El rey Temgol-Lep entrecerró los ojos y tembló ligeramente. Los guerreros le miraron con nerviosismo. Evidentemente se daban cuenta de que el rey estaba disgustado.

—No voy a hablar más sobre Arioch —dijo el rey Temgol-Lep—. Pero, como nuestro invitado, debemos hacerte los honores. Beberás algo de vino con nosotros.

—Lo haré. Gracias —Córum hubiera preferido algo de comida, pero seguía poniendo cuidado en no ofender a los Ragha-da-Kheta, que aún podían proporcionarle el barco que necesitaba.

El rey habló con algunos criados que esperaban en la sombra, cerca de la puerta de palacio. Entraron en el edificio.

Pronto volvieron a salir al patio con una bandeja en la que llevaban copas altas y estrechas y una jarra de oro. El rey alargó un brazo y tomó la bandeja con sus propias manos, apoyándola en una rodilla. Ceremoniosamente, vertió vino en una de las copas y se la ofreció a Córum.

Córum alargó la mano izquierda para recibir la copa.

La mano tembló.

Córum intentó controlarla, pero la mano apartó la copa de un golpe. El rey pareció asombrado y empezó a hablar.

La mano se lanzó hacia adelante y sus seis dedos aferraron la garganta del rey.

El rey Temgol-Lep gorgoteó y pateó, mientras Córum intentaba retirar la Mano de Kwll. Pero los dedos estaban engarfiados en el cuello del monarca. Córum sentía cómo se escapaba la vida del rey.

Córum pidió ayuda a gritos, hasta que se dio cuenta de que los guerreros pensaban que estaba atacando al rey por su propia voluntad. Sacó la espada y lanzó golpes a su alrededor mientras le amenazaban con las mazas de extraña forma.
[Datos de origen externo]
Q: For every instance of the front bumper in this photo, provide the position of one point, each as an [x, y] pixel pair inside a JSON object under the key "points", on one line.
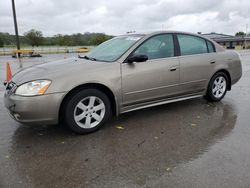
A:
{"points": [[43, 109]]}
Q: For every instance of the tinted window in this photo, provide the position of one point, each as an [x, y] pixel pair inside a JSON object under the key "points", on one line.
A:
{"points": [[112, 49], [191, 44], [210, 47], [160, 46]]}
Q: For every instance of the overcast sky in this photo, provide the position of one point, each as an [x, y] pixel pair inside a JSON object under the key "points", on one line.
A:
{"points": [[119, 16]]}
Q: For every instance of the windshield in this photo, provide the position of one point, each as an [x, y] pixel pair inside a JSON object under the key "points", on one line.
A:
{"points": [[114, 48]]}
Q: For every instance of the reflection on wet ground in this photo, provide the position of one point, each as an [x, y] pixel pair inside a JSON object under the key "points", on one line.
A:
{"points": [[186, 144]]}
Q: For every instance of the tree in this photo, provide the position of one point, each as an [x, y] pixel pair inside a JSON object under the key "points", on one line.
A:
{"points": [[1, 43], [240, 33], [35, 37]]}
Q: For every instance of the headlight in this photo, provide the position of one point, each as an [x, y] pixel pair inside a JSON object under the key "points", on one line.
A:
{"points": [[37, 87]]}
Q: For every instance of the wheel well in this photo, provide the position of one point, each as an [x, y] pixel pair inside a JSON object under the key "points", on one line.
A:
{"points": [[100, 87], [229, 78]]}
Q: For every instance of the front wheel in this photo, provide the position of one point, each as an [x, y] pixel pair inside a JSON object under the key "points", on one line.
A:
{"points": [[217, 87], [86, 111]]}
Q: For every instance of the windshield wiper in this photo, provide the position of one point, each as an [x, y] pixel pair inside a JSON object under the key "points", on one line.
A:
{"points": [[86, 57]]}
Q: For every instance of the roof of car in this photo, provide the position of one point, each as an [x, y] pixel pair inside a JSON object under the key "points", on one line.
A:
{"points": [[162, 32]]}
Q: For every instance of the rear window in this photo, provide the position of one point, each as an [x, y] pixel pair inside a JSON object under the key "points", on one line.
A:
{"points": [[210, 47], [190, 45]]}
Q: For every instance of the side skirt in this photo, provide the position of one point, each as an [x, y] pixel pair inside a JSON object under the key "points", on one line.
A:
{"points": [[156, 103]]}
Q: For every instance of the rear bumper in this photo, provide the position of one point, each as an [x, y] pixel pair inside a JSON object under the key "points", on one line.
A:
{"points": [[36, 110]]}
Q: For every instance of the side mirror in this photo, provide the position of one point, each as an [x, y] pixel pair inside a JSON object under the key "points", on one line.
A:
{"points": [[137, 58]]}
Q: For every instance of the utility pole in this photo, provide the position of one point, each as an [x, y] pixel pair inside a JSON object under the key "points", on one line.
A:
{"points": [[246, 37], [15, 24]]}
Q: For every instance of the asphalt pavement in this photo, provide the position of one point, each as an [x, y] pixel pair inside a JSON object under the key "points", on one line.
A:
{"points": [[185, 144]]}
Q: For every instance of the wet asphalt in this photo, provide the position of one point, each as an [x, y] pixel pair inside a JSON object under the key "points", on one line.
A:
{"points": [[185, 144]]}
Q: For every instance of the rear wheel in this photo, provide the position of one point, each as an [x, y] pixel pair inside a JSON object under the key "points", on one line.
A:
{"points": [[217, 87], [86, 111]]}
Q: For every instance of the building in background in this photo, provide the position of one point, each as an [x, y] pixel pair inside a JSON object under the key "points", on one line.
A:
{"points": [[229, 41]]}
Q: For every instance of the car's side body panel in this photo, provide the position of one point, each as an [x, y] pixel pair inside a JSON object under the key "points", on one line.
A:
{"points": [[149, 80]]}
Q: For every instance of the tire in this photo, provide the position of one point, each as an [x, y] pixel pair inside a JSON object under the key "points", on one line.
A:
{"points": [[217, 87], [86, 111]]}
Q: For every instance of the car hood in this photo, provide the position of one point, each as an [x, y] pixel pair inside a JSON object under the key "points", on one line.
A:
{"points": [[62, 68]]}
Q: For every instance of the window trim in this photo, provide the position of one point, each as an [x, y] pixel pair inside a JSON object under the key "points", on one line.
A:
{"points": [[179, 48], [174, 44], [214, 50]]}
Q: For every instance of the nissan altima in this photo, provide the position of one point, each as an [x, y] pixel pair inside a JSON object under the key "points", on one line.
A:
{"points": [[123, 74]]}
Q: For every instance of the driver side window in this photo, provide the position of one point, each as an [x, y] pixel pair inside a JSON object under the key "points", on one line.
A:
{"points": [[160, 46]]}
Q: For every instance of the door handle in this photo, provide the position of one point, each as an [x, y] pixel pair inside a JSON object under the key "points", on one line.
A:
{"points": [[212, 62], [173, 68]]}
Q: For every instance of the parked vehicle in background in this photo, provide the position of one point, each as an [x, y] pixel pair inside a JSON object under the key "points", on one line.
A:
{"points": [[126, 73]]}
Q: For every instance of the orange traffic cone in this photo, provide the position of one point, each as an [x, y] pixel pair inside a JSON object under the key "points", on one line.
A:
{"points": [[8, 72]]}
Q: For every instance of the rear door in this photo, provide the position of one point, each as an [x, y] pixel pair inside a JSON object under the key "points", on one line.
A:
{"points": [[197, 62], [155, 79]]}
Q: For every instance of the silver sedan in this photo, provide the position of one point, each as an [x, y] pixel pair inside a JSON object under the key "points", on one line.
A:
{"points": [[126, 73]]}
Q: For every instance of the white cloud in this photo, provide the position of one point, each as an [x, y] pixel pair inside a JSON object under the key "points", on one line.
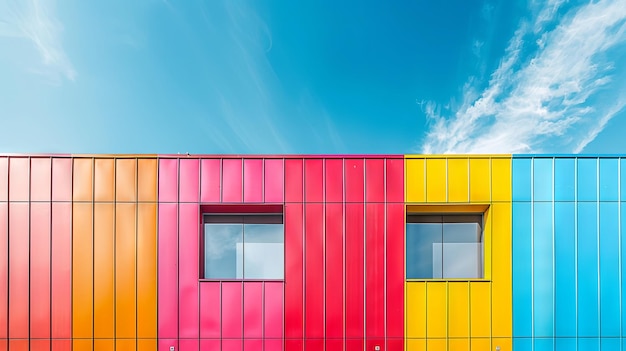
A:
{"points": [[35, 21], [556, 98]]}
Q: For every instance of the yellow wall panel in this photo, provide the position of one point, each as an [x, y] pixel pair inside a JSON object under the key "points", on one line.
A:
{"points": [[480, 309], [480, 180], [104, 180], [458, 178], [125, 180], [415, 310], [415, 181], [104, 267], [458, 309], [436, 309], [501, 178], [436, 180]]}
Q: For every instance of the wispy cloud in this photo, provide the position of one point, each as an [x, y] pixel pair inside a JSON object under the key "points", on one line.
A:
{"points": [[550, 90], [35, 20]]}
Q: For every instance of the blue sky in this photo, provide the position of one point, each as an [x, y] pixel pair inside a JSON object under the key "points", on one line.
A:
{"points": [[312, 76]]}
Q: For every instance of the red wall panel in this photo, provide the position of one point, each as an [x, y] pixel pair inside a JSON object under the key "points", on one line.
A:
{"points": [[210, 310], [253, 180], [210, 182], [274, 180], [189, 180], [40, 270], [232, 180]]}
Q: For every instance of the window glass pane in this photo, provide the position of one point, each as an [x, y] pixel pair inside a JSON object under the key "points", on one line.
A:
{"points": [[263, 251], [223, 251]]}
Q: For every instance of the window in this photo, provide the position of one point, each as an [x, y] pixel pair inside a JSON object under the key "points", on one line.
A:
{"points": [[444, 247], [244, 246]]}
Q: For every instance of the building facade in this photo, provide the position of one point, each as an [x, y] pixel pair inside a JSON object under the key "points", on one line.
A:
{"points": [[299, 253]]}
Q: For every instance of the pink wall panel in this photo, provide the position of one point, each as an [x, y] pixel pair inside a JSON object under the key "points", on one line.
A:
{"points": [[40, 270], [18, 179], [293, 180], [231, 310], [189, 190], [293, 271], [274, 180], [375, 180], [375, 270], [334, 271], [253, 309], [354, 175], [18, 270], [313, 180], [253, 180], [210, 310], [168, 269], [314, 270], [210, 181], [188, 239], [395, 270], [168, 180], [40, 178], [273, 310], [232, 180], [395, 180], [61, 286], [354, 270]]}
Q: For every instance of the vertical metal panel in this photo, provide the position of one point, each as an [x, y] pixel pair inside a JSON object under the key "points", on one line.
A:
{"points": [[125, 271], [210, 183], [436, 180], [314, 270], [147, 187], [168, 180], [146, 270], [543, 317], [253, 309], [521, 179], [40, 270], [104, 269], [104, 180], [395, 270], [126, 180], [61, 179], [458, 176], [188, 266], [294, 317], [374, 180], [334, 271], [354, 178], [375, 270], [19, 179], [273, 310], [232, 297], [274, 180], [587, 270], [232, 181], [609, 270], [210, 310], [40, 179], [587, 176], [522, 268], [253, 180], [354, 270], [189, 182], [542, 179], [82, 271], [565, 268], [168, 271]]}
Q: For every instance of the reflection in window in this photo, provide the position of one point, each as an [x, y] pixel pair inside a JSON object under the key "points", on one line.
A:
{"points": [[243, 247], [444, 247]]}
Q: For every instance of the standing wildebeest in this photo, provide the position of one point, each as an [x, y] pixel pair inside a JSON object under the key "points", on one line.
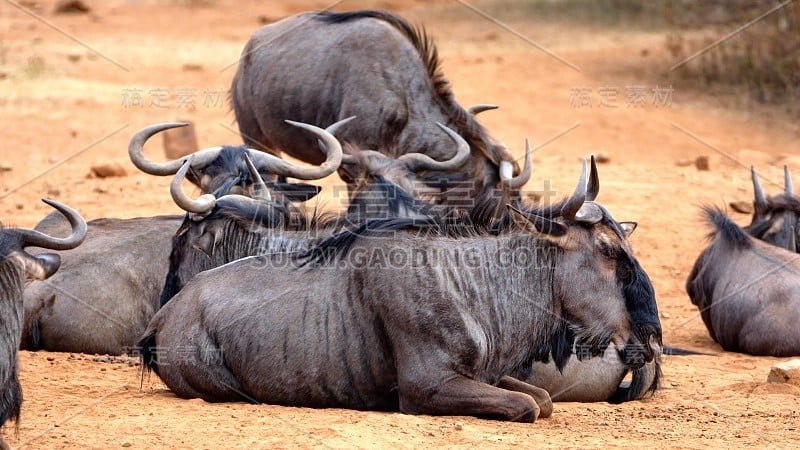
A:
{"points": [[748, 291], [108, 289], [440, 324], [776, 219], [16, 267], [322, 66], [235, 227]]}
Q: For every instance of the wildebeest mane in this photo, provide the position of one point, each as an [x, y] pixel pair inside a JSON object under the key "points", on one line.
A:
{"points": [[725, 227], [775, 203], [473, 132]]}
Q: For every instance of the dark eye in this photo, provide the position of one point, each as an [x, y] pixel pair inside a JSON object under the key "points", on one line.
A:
{"points": [[624, 270], [609, 251]]}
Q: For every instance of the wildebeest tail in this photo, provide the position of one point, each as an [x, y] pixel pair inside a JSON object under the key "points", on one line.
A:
{"points": [[147, 350], [725, 227]]}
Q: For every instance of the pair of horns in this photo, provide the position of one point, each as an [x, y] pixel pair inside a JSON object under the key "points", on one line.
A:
{"points": [[506, 168], [580, 206], [206, 202], [761, 198], [33, 238], [263, 161]]}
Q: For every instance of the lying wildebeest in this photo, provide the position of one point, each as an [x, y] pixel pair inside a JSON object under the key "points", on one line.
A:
{"points": [[218, 231], [776, 219], [17, 267], [237, 227], [314, 67], [108, 289], [221, 170], [748, 291], [450, 328]]}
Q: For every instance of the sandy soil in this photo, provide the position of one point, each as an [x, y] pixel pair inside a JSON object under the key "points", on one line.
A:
{"points": [[65, 106]]}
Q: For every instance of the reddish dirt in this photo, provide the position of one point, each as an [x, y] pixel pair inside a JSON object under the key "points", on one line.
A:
{"points": [[64, 108]]}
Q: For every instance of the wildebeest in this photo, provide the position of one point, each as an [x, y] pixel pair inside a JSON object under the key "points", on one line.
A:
{"points": [[747, 291], [446, 323], [237, 227], [218, 231], [17, 267], [314, 67], [776, 218], [108, 289]]}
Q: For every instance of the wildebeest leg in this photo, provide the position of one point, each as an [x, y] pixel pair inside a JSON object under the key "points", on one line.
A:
{"points": [[464, 396], [541, 396]]}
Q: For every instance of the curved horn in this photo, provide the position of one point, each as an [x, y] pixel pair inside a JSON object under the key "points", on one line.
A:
{"points": [[474, 110], [575, 202], [419, 161], [136, 145], [523, 177], [760, 199], [788, 188], [202, 205], [260, 190], [278, 166], [33, 238], [594, 182], [332, 129]]}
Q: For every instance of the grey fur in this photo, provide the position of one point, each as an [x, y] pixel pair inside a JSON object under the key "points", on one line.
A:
{"points": [[17, 266], [451, 337], [747, 291]]}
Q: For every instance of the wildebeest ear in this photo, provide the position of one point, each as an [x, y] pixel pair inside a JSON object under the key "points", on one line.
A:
{"points": [[46, 264], [296, 192], [538, 225], [628, 227]]}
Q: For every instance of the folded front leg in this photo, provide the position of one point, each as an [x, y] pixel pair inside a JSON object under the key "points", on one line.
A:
{"points": [[541, 396], [467, 397]]}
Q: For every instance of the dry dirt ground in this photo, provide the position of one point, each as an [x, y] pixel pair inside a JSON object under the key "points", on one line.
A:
{"points": [[74, 88]]}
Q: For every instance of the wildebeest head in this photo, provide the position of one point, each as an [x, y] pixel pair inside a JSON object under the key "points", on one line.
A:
{"points": [[384, 186], [16, 267], [604, 294], [313, 65], [221, 170], [776, 219]]}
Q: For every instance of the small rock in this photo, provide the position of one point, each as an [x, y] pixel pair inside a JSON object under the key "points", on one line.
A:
{"points": [[264, 19], [179, 142], [702, 163], [742, 207], [785, 372], [71, 7], [108, 170]]}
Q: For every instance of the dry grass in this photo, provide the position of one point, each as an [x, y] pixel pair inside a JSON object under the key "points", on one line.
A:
{"points": [[762, 60]]}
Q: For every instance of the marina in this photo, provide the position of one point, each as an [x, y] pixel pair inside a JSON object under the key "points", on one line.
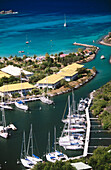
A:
{"points": [[41, 25]]}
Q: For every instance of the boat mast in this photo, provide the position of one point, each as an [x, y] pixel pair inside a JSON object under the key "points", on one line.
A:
{"points": [[54, 138], [65, 20], [49, 141], [3, 118], [30, 141], [23, 149], [69, 115], [73, 102]]}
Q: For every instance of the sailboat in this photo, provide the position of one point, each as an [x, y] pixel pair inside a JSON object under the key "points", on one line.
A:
{"points": [[68, 141], [4, 105], [23, 158], [46, 99], [20, 103], [27, 160], [33, 158], [56, 155], [3, 129], [65, 21]]}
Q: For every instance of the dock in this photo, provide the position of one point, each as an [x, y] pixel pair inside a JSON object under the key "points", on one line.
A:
{"points": [[84, 45], [87, 130], [11, 126]]}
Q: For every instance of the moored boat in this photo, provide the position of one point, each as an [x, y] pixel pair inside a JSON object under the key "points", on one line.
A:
{"points": [[21, 105]]}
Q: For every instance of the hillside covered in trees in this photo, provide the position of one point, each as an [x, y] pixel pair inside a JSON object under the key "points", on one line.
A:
{"points": [[100, 160], [101, 106]]}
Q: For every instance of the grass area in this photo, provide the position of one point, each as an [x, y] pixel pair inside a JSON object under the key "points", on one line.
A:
{"points": [[101, 106]]}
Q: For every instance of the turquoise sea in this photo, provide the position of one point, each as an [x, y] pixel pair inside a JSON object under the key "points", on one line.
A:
{"points": [[41, 24]]}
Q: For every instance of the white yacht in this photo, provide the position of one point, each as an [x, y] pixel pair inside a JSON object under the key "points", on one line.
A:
{"points": [[28, 160], [67, 139], [25, 162], [55, 155], [73, 147], [46, 100], [65, 21], [21, 105], [3, 129], [5, 106]]}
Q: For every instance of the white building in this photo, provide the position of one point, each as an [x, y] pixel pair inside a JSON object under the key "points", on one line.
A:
{"points": [[68, 73], [15, 71]]}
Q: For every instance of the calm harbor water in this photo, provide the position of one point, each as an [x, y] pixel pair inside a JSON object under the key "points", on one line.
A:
{"points": [[45, 119], [43, 27]]}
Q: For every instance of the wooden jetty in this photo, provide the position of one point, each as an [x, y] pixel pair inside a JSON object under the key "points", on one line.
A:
{"points": [[85, 45]]}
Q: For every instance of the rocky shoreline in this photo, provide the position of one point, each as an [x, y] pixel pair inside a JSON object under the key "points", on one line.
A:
{"points": [[104, 43]]}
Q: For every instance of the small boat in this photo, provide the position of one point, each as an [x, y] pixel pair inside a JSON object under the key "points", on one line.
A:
{"points": [[56, 155], [46, 100], [21, 105], [73, 147], [3, 129], [27, 160], [33, 158], [5, 106], [65, 21], [102, 57], [21, 51], [68, 140], [82, 105]]}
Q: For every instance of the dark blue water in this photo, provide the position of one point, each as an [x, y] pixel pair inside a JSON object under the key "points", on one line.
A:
{"points": [[41, 23]]}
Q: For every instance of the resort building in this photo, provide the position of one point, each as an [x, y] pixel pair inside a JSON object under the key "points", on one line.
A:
{"points": [[50, 81], [13, 88], [70, 72], [53, 81], [15, 71], [81, 166], [2, 74]]}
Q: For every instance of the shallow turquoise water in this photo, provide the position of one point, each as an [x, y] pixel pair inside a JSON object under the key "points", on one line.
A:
{"points": [[41, 29]]}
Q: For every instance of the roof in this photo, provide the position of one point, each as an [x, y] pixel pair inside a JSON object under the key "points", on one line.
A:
{"points": [[52, 79], [15, 71], [2, 74], [69, 70], [80, 166], [15, 87]]}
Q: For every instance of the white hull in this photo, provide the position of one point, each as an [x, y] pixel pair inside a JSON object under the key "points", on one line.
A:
{"points": [[5, 106], [56, 156], [74, 130], [2, 133], [34, 160], [73, 120], [21, 106], [46, 100], [73, 147], [69, 140], [26, 163]]}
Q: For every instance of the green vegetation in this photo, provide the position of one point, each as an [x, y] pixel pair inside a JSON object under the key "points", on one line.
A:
{"points": [[10, 80], [107, 39], [100, 160], [58, 165], [101, 106]]}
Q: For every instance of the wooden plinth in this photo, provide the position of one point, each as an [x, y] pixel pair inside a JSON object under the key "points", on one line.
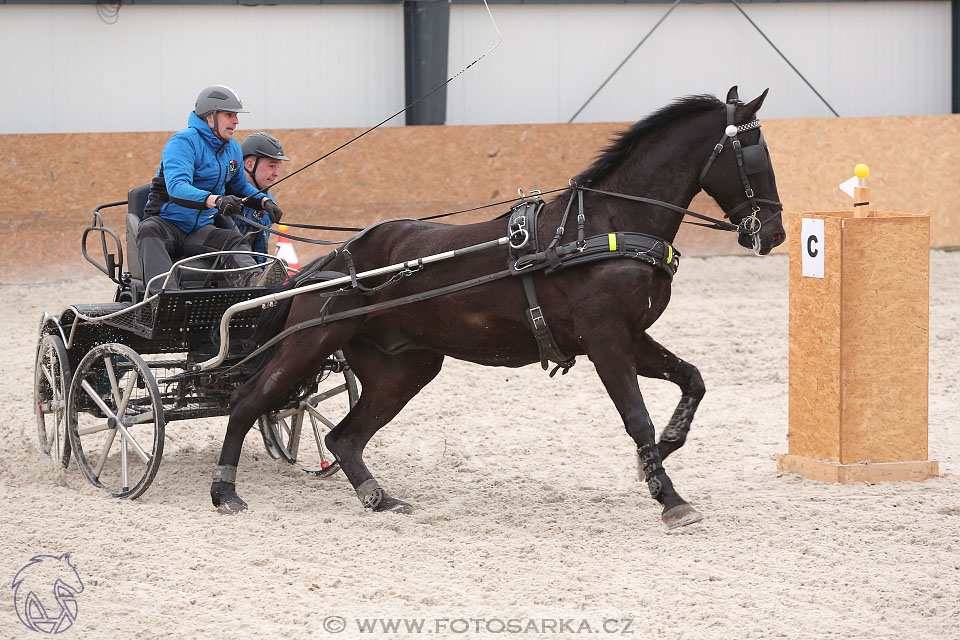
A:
{"points": [[823, 471], [859, 349]]}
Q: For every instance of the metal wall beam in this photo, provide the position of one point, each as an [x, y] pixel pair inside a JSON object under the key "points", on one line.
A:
{"points": [[426, 37], [955, 52]]}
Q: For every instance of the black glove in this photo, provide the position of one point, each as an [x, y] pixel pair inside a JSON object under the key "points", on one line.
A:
{"points": [[273, 210], [228, 205]]}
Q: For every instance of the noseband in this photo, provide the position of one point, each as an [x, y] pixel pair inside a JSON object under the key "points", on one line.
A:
{"points": [[751, 160]]}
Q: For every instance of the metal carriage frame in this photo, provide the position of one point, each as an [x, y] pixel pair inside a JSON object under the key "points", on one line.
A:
{"points": [[110, 376]]}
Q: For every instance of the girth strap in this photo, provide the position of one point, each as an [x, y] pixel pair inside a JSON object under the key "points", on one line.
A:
{"points": [[522, 228], [545, 341]]}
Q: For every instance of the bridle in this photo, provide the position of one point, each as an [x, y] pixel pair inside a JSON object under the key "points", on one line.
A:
{"points": [[751, 159]]}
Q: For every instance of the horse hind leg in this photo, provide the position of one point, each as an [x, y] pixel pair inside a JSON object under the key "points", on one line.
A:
{"points": [[388, 383], [295, 360], [655, 361]]}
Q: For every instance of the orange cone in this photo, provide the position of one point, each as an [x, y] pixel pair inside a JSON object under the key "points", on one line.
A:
{"points": [[286, 252]]}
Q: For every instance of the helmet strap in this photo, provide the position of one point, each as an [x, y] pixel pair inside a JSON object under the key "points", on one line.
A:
{"points": [[253, 174], [215, 127]]}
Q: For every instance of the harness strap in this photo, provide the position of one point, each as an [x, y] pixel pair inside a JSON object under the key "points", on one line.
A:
{"points": [[546, 344], [722, 225], [416, 297]]}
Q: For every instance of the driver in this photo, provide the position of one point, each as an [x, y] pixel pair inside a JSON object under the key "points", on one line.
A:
{"points": [[262, 155], [189, 192]]}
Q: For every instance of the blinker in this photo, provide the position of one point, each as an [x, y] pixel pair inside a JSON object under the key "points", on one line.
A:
{"points": [[755, 159]]}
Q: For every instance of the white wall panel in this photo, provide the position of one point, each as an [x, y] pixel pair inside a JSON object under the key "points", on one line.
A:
{"points": [[873, 58], [65, 70]]}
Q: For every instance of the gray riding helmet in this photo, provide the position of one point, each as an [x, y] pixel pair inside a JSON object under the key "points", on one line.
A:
{"points": [[263, 145], [218, 98]]}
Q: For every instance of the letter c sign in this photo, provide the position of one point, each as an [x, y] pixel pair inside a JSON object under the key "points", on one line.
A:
{"points": [[811, 237]]}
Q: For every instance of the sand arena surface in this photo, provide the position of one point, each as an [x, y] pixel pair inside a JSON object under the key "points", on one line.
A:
{"points": [[524, 510]]}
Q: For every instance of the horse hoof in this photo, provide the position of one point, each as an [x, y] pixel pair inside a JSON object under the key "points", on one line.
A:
{"points": [[225, 499], [680, 516], [231, 507], [394, 505]]}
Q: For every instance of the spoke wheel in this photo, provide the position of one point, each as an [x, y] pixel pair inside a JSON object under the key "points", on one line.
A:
{"points": [[115, 420], [296, 434], [51, 383]]}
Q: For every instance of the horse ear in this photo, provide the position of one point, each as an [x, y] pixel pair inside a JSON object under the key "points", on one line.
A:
{"points": [[754, 105]]}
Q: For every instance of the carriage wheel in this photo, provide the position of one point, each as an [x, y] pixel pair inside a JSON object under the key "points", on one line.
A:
{"points": [[51, 383], [297, 433], [113, 394]]}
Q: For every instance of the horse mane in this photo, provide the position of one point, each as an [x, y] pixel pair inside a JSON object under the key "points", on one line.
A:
{"points": [[624, 143]]}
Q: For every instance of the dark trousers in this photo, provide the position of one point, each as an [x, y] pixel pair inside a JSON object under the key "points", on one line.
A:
{"points": [[159, 240]]}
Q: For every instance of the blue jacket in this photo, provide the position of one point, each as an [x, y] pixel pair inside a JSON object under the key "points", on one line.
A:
{"points": [[194, 165]]}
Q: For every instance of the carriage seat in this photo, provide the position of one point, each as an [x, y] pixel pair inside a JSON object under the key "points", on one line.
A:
{"points": [[136, 203]]}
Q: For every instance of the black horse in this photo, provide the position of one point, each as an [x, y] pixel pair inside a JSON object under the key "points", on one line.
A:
{"points": [[601, 309]]}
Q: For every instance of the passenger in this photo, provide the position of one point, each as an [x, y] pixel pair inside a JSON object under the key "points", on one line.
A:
{"points": [[262, 155], [189, 191]]}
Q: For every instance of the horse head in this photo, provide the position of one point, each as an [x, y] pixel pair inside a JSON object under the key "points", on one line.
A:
{"points": [[740, 177]]}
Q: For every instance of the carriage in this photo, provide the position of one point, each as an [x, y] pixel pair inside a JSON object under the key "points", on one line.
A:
{"points": [[110, 376], [276, 361]]}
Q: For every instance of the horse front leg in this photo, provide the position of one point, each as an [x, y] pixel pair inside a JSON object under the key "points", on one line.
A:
{"points": [[619, 377], [655, 361]]}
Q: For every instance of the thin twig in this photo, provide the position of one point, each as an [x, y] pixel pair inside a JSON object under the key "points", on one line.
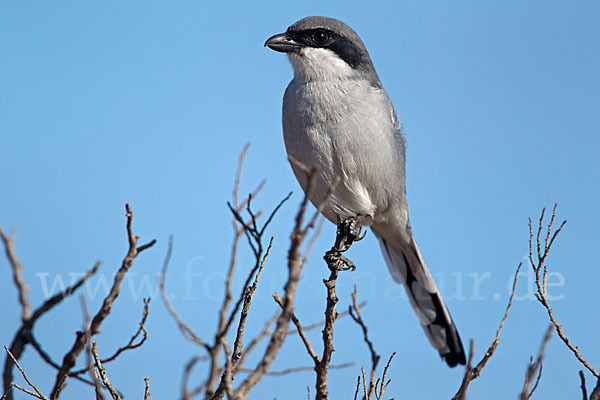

Evidentemente, no estaban acostumbrados a luchar, ya que sus movimientos eran torpes y les faltaba la coordinación apropiada.

De repente, la mano soltó al rey Temgol-Lep y Córum vio que estaba muerto.

¡Su nueva mano había asesinado a una criatura amable e inocente! Y había echado a perder sus posibilidades de obtener ayuda de los Ragha-da-Kheta. Quizá incluso le matasen, pues los guerreros eran muy numerosos.

En pie sobre el cuerpo del rey, movía la espada a uno y otro lado, arrancando miembros de sus cuerpos, cortando cabezas. La sangre brotaba por todas partes y le cubría, pero él seguía luchando.

Entonces, de, repente, vio que no quedaban más guerreros vivos. Se quedó en pie en el patio, mientras el suave sol brillaba y la fuente susurraba, y él contemplaba los cadáveres. Alzó su extraña mano enguantada y escupió sobre ella.

—¡Ah, cosa maligna! ¡Rhalina tenía razón! ¡Me has convertido en un asesino!

Pero la mano era suya de nuevo, no tenía vida propia. Flexionó los seis dedos. Ahora era como un miembro ordinario.

El patio estaba en silencio, excepto por el salpicar de la fuente.